The shift toward Penetration Testing as a Service (PTaaS) and AI-driven continuous security validation is already underway. AI-powered pentesting tools reduce testing time by up to 30%, and 80% of organizations cite regulatory compliance as a primary driver for adoption. Sectors like finance, insurance, and healthcare — where compliance audits are frequent and stakes are existential — represent natural beachheads.

Competitive Landscape

RunSybil enters a market with several notable players:

  • Horizon3.ai (NodeZero): The most established autonomous pentesting platform, dynamically traversing networks and chaining exploits. Primarily focused on internal network penetration testing.
  • Pentera: An automated security validation platform providing risk-based remediation roadmaps. More focused on breach and attack simulation than true autonomous hacking.
  • XBOW: An AI-powered offensive security platform achieving up to 75% success rates on web security benchmarks.
  • Traditional firms (Cobalt, Synack, HackerOne): Human-driven pentesting and bug bounty platforms increasingly under pressure to integrate AI.

RunSybil's differentiation lies in its pure black-box approach — no source code, no internal access, just external interfaces. This most faithfully replicates a real attacker's perspective. Combined with the founding team's unique intersection of frontier AI research (OpenAI) and elite offensive security operations (Meta red team), RunSybil occupies a distinctive position that is difficult to replicate.

Customers and Traction

For a company that launched just a few years ago, RunSybil's customer list is striking. Named customers include Cursor (AI code editor), Notion (collaboration platform), Baseten (AI infrastructure), Turbopuffer (vector database), and Thinking Machines Lab (AI research). The company also serves "several major financial institutions and Fortune 500 companies" that have not been publicly named.

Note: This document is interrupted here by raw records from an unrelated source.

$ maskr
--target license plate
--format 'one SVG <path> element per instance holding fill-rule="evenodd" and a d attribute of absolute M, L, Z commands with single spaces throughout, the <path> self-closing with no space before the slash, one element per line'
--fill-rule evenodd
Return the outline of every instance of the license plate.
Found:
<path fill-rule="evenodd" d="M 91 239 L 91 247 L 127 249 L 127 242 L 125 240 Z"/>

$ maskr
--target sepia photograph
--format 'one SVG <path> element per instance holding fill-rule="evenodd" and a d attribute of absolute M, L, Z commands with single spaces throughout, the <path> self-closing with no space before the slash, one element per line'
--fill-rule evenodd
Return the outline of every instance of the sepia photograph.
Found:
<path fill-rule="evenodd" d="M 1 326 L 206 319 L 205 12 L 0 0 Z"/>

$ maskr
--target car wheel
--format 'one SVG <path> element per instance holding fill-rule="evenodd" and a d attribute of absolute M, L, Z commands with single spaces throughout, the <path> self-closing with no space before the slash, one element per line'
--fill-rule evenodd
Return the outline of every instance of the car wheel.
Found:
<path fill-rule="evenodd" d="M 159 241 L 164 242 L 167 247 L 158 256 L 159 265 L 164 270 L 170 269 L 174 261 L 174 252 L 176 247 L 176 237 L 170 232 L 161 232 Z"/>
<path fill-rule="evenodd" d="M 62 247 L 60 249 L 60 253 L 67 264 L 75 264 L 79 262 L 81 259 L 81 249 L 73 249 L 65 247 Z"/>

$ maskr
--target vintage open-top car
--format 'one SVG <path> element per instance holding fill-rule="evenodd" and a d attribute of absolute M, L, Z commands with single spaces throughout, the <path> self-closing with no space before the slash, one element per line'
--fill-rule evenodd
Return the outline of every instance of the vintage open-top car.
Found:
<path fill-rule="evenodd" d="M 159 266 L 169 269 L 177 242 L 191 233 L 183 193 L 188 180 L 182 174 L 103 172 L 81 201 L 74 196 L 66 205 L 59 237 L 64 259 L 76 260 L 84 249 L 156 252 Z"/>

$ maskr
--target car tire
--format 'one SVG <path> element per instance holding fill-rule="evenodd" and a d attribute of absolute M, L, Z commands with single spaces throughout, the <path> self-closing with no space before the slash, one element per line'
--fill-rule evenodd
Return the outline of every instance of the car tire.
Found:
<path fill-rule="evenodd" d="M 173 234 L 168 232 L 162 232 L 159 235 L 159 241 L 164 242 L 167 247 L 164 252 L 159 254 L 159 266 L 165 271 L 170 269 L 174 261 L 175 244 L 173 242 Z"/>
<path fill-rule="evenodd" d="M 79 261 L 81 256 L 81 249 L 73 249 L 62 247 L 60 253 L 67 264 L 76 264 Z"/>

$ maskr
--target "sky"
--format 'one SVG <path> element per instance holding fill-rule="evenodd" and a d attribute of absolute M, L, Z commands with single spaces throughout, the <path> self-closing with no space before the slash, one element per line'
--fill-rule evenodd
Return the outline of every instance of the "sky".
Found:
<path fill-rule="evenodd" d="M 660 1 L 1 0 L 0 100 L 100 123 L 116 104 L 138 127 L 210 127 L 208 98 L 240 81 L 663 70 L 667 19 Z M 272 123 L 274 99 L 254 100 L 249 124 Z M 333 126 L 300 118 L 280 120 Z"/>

The diversity of this customer base — from cutting-edge AI startups to risk-averse financial institutions — suggests broad product-market fit. It also validates Herbert-Voss's thesis that every company shipping software needs continuous penetration testing, regardless of size or industry.

Risks and Open Questions

No analysis would be complete without addressing the risks.

Dual-use concerns are the elephant in the room. A tool designed to autonomously hack software could, in the wrong hands, become an offensive weapon. Khosla himself flagged concerns about AI cyber capabilities reaching adversaries. How RunSybil manages access controls, model security, and responsible disclosure will be watched closely.

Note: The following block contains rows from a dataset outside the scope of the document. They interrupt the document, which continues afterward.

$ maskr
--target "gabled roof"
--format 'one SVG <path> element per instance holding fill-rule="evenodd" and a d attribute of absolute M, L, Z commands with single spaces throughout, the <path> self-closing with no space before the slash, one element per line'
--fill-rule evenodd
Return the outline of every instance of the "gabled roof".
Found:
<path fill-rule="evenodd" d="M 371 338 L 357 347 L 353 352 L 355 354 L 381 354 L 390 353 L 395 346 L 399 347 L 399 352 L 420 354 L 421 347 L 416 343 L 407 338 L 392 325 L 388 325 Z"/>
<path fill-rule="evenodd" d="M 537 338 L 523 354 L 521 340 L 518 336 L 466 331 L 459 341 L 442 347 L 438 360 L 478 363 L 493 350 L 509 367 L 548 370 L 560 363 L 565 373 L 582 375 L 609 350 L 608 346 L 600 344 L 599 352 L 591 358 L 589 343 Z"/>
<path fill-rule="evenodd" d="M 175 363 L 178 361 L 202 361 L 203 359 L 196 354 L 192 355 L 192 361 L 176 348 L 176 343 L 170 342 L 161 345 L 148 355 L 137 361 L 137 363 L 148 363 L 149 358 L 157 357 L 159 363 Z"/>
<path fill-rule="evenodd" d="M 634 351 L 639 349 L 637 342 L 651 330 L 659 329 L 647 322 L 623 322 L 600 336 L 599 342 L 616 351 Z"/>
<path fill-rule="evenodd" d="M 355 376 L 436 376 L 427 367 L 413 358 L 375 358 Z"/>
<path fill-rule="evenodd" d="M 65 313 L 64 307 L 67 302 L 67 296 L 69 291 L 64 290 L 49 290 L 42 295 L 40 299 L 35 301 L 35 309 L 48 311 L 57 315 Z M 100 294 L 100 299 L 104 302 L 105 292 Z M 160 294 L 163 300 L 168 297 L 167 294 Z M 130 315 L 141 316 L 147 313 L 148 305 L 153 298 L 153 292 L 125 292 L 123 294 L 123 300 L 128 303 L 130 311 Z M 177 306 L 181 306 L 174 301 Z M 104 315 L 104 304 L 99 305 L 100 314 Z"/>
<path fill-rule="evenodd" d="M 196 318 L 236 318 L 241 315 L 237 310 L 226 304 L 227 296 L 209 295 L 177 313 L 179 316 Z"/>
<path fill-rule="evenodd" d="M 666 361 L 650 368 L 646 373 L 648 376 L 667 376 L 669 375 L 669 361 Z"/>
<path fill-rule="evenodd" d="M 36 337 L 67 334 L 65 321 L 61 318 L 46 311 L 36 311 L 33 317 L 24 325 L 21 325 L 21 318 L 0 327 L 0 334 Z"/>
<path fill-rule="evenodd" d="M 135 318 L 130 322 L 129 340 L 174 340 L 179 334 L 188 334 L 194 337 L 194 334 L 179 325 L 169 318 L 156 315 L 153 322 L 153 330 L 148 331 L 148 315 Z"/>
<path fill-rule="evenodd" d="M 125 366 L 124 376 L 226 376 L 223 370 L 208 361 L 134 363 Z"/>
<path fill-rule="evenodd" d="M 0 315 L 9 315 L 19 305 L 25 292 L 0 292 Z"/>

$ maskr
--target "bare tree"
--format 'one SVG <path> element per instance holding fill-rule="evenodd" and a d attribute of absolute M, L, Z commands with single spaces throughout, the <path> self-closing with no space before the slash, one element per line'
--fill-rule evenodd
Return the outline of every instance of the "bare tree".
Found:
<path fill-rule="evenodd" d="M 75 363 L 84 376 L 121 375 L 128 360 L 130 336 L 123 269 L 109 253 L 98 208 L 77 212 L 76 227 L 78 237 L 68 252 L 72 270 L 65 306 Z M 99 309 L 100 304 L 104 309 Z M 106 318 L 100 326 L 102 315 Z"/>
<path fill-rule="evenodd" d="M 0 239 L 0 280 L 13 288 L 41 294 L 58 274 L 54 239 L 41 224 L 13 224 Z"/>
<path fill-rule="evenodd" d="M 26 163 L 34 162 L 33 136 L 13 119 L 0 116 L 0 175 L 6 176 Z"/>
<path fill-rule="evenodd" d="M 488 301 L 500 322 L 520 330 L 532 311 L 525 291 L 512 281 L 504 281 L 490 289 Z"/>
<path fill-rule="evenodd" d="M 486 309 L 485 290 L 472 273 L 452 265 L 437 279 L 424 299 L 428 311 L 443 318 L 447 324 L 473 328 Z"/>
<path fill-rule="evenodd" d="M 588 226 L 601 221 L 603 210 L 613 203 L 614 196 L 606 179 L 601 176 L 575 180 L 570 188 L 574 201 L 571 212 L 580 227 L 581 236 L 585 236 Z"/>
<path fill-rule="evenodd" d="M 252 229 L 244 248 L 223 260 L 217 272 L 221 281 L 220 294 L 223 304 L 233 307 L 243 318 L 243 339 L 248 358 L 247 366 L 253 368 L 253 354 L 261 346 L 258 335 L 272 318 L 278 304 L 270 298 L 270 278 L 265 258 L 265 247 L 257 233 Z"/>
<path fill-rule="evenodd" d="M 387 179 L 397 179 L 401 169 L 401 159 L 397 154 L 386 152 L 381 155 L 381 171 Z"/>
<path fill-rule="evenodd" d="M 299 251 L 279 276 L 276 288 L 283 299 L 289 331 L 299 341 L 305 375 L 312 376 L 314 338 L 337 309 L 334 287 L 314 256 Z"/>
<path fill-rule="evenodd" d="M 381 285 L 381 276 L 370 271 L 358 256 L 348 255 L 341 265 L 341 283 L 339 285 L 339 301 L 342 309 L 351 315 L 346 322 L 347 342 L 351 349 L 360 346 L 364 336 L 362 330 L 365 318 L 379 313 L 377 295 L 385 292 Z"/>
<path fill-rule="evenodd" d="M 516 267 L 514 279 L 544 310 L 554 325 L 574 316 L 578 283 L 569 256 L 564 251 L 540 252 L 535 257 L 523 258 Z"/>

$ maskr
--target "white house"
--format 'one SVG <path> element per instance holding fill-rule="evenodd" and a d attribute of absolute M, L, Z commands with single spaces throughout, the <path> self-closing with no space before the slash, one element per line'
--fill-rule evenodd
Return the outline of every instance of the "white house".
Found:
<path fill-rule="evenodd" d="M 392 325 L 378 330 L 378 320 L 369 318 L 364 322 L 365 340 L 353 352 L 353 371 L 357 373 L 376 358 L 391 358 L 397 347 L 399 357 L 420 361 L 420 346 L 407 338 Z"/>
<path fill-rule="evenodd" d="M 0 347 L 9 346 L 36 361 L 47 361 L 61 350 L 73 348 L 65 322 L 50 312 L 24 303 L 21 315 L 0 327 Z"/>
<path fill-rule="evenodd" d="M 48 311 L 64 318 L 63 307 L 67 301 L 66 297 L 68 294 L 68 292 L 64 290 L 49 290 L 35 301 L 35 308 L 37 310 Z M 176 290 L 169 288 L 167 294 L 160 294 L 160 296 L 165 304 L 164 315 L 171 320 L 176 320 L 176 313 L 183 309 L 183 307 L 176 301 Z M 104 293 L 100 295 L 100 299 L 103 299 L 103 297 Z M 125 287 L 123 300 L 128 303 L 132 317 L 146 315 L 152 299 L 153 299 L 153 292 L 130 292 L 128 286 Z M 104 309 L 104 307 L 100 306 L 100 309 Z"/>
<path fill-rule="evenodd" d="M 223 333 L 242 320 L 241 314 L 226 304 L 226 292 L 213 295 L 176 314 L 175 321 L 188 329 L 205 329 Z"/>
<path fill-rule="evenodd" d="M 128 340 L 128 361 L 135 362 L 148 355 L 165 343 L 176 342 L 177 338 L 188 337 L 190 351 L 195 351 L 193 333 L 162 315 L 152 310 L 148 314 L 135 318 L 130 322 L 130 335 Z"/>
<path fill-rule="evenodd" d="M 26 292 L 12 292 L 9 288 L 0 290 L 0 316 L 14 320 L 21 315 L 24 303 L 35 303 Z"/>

Regulatory uncertainty looms. California's AI oversight unit is reportedly investigating autonomous security agents that probe live systems. As AI regulation evolves globally, RunSybil may face compliance requirements that constrain its product's capabilities or go-to-market approach.

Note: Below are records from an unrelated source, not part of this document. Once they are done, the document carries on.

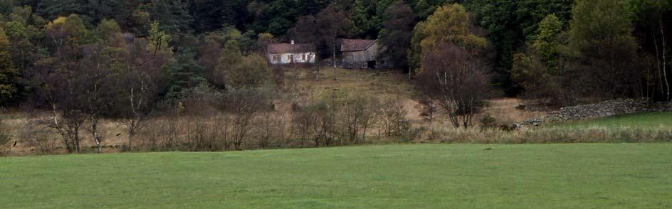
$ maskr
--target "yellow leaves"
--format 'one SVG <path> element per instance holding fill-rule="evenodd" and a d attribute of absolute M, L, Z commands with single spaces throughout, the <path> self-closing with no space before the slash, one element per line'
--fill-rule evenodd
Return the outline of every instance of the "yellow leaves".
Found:
<path fill-rule="evenodd" d="M 441 43 L 468 48 L 485 48 L 487 44 L 485 38 L 470 31 L 469 14 L 457 4 L 441 6 L 422 23 L 417 32 L 426 36 L 421 41 L 423 48 L 431 48 Z"/>

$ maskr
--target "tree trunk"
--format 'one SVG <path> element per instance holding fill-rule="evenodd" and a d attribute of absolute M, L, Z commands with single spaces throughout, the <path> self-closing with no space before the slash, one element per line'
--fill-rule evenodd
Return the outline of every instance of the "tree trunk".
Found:
<path fill-rule="evenodd" d="M 135 136 L 135 132 L 129 129 L 128 130 L 128 148 L 127 148 L 128 151 L 133 150 L 133 146 L 132 146 L 133 144 L 132 141 L 133 141 L 133 137 Z"/>
<path fill-rule="evenodd" d="M 91 119 L 91 134 L 93 134 L 93 139 L 95 140 L 95 146 L 98 153 L 103 153 L 103 148 L 100 147 L 100 136 L 98 134 L 98 120 L 95 116 L 90 117 Z"/>
<path fill-rule="evenodd" d="M 663 28 L 663 20 L 660 17 L 658 18 L 661 25 L 661 38 L 663 41 L 663 77 L 665 78 L 665 86 L 666 87 L 666 100 L 670 101 L 670 83 L 667 79 L 667 58 L 666 56 L 666 42 L 665 40 L 665 29 Z"/>
<path fill-rule="evenodd" d="M 336 80 L 336 44 L 334 43 L 333 46 L 332 52 L 334 53 L 334 57 L 332 59 L 332 63 L 334 64 L 334 80 Z"/>

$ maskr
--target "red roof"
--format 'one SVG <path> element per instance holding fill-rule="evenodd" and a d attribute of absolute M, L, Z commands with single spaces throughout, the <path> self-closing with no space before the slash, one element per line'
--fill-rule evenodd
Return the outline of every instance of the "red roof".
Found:
<path fill-rule="evenodd" d="M 343 39 L 341 51 L 364 50 L 376 43 L 376 40 L 369 39 Z"/>
<path fill-rule="evenodd" d="M 272 54 L 312 51 L 313 45 L 310 44 L 273 43 L 268 45 L 268 53 Z"/>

Scaling enterprise sales with a small team will test execution. The $40M war chest will fund engineering expansion, security research, and go-to-market acceleration, but converting Fortune 500 pilots into seven-figure enterprise contracts requires building trust in a category where the consequences of failure — a missed vulnerability, or worse, an AI agent causing unintended damage to a production system — are severe.

What to Watch

RunSybil's $40M Series A marks a pivotal moment in the convergence of AI and cybersecurity. The company sits at the intersection of three powerful trends: the explosion of AI-generated code creating new attack surfaces, the chronic shortage of elite security talent, and the maturation of AI agents capable of complex autonomous reasoning. With a founding team that uniquely bridges frontier AI research and offensive security operations, backing from the most prestigious names in both AI and cybersecurity investing, and early traction with customers ranging from Cursor to Fortune 500 banks, RunSybil is positioned to define the autonomous offensive security category. The key question isn't whether AI will transform penetration testing — it's whether RunSybil can maintain its edge as the inevitable wave of competition arrives.